Top AI Stocks to Buy Now and Hold for the Long Term
As artificial intelligence (AI) transforms industries globally, two companies stand out for their potential in this rapidly evolving market. The United Nations Trade and Development report characterizes AI as the “defining technology of our time,” predicting its market growth from $189 billion in 2024 to a staggering $4.8 trillion by 2033. Below, we explore the key players in AI technology and their long-term investment potential.
Top AI Stocks to Buy Now and Hold for the Long Term
Microsoft’s AI Integration
Microsoft (MSFT) has strategically integrated AI tools across its platforms, including Azure cloud services and Office software. This integration positions the tech giant to benefit significantly from enterprise AI adoption.
In the last quarter, Microsoft’s cloud revenue reached $49 billion, reflecting a 26% increase year-over-year. The company is also poised to lead the $390 billion cloud services market, with Azure projected to outpace Amazon by capturing the top spot.
- Current Price: $479.28
- Market Cap: $3.6 trillion
- 52-week Range: $344.79 – $555.45
- Gross Margin: 68.76%
- Dividend Yield: 0.71%
Microsoft’s Copilot AI assistants have seen a 50% increase in adoption, enhancing productivity in various fields. CEO Satya Nadella noted an increasing demand for AI platforms, prompting the company to double its data center infrastructure over the next two years. Analysts predict annual revenue growth of approximately 15%, reaching $562 billion by fiscal 2030.
Tesla’s AI Advancements
Tesla (TSLA) is reshaping transportation and manufacturing through its innovative use of AI. The company has maintained robust cash flows, recording over $15 billion in operational cash over the past year. With $29 billion in net cash, Tesla is well-equipped to invest in advanced AI technologies.
- Current Price: $444.79
- Market Cap: $1.5 trillion
- 52-week Range: $214.25 – $498.83
- Gross Margin: 17.01%
Tesla is currently testing its Cybercab in Austin, Texas, signaling its intent to roll out a robotaxi service. This venture represents a significant opportunity, with expectations of healthy profits from operating an autonomous fleet.

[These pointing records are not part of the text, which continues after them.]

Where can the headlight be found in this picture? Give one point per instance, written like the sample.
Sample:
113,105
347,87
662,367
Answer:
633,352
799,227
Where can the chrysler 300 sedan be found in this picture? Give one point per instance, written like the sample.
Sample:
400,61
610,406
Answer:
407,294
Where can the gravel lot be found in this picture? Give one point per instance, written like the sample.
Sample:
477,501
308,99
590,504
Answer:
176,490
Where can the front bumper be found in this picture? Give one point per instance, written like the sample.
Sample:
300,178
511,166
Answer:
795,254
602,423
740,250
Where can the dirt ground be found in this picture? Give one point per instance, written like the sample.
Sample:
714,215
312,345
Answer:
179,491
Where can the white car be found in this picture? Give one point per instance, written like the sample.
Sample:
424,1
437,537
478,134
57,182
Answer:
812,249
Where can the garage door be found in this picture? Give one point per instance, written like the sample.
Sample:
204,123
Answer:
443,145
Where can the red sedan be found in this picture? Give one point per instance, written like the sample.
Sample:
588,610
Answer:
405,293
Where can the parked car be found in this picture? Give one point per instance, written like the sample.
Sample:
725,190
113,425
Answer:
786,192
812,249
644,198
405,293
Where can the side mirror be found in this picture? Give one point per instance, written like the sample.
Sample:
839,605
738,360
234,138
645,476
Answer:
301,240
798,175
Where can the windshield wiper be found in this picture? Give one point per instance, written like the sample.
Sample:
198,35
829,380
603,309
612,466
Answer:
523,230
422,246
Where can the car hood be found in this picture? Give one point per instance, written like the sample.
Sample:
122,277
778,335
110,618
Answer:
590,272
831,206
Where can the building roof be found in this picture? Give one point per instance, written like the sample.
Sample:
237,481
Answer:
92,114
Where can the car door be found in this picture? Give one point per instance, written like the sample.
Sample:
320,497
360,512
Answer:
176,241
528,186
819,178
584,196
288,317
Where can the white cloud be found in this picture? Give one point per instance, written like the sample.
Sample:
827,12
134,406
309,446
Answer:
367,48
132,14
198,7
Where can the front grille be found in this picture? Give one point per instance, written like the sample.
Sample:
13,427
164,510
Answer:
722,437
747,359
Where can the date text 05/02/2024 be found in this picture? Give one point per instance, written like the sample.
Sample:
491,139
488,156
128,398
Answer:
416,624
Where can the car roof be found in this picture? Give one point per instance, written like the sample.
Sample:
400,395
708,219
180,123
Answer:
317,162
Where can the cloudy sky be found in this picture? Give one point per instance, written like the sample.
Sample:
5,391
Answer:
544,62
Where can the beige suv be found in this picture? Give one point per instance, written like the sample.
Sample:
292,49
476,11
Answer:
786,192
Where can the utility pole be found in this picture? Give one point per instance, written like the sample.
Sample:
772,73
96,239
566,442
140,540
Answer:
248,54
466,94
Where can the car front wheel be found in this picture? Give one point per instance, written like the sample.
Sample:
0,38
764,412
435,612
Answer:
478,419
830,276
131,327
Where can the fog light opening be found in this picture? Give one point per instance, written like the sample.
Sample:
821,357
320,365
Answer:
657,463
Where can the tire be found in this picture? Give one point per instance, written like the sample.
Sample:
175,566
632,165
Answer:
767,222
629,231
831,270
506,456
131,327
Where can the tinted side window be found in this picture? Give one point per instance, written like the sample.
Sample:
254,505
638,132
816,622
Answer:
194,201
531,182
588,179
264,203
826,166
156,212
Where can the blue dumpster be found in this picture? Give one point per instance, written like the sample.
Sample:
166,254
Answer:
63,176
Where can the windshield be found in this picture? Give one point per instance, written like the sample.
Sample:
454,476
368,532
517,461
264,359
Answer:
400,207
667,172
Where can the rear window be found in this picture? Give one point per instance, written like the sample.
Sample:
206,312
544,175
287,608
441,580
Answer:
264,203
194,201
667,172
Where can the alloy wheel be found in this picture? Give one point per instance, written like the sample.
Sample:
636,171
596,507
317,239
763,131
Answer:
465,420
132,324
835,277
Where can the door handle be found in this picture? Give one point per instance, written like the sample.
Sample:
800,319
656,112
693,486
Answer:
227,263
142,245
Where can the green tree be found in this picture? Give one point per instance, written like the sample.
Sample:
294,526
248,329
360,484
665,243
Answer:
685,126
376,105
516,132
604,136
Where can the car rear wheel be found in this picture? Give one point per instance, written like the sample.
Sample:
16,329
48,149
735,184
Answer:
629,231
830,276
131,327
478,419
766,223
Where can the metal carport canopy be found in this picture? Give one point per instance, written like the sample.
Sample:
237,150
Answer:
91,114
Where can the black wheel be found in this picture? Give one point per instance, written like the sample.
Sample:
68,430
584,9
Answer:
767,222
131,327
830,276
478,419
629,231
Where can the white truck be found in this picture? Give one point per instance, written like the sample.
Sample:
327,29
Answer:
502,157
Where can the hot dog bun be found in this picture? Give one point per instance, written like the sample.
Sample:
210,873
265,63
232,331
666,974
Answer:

Additionally, the development of Tesla’s Optimus humanoid robot could disrupt industries by performing repetitive and hazardous tasks. Demand for humanoid robots is anticipated to exceed 1 billion units, particularly for commercial use. Analysts estimate that Tesla’s annual revenue will grow by 15%, reaching $220 billion by 2029, with free cash flow increasing nearly 30% yearly.
Conclusion
Both Microsoft and Tesla are leading the charge in integrating AI across various sectors, making them prime candidates for long-term investment. Their robust growth strategies and innovation in AI technology present substantial opportunities for investors looking to capitalize on this defining technological shift.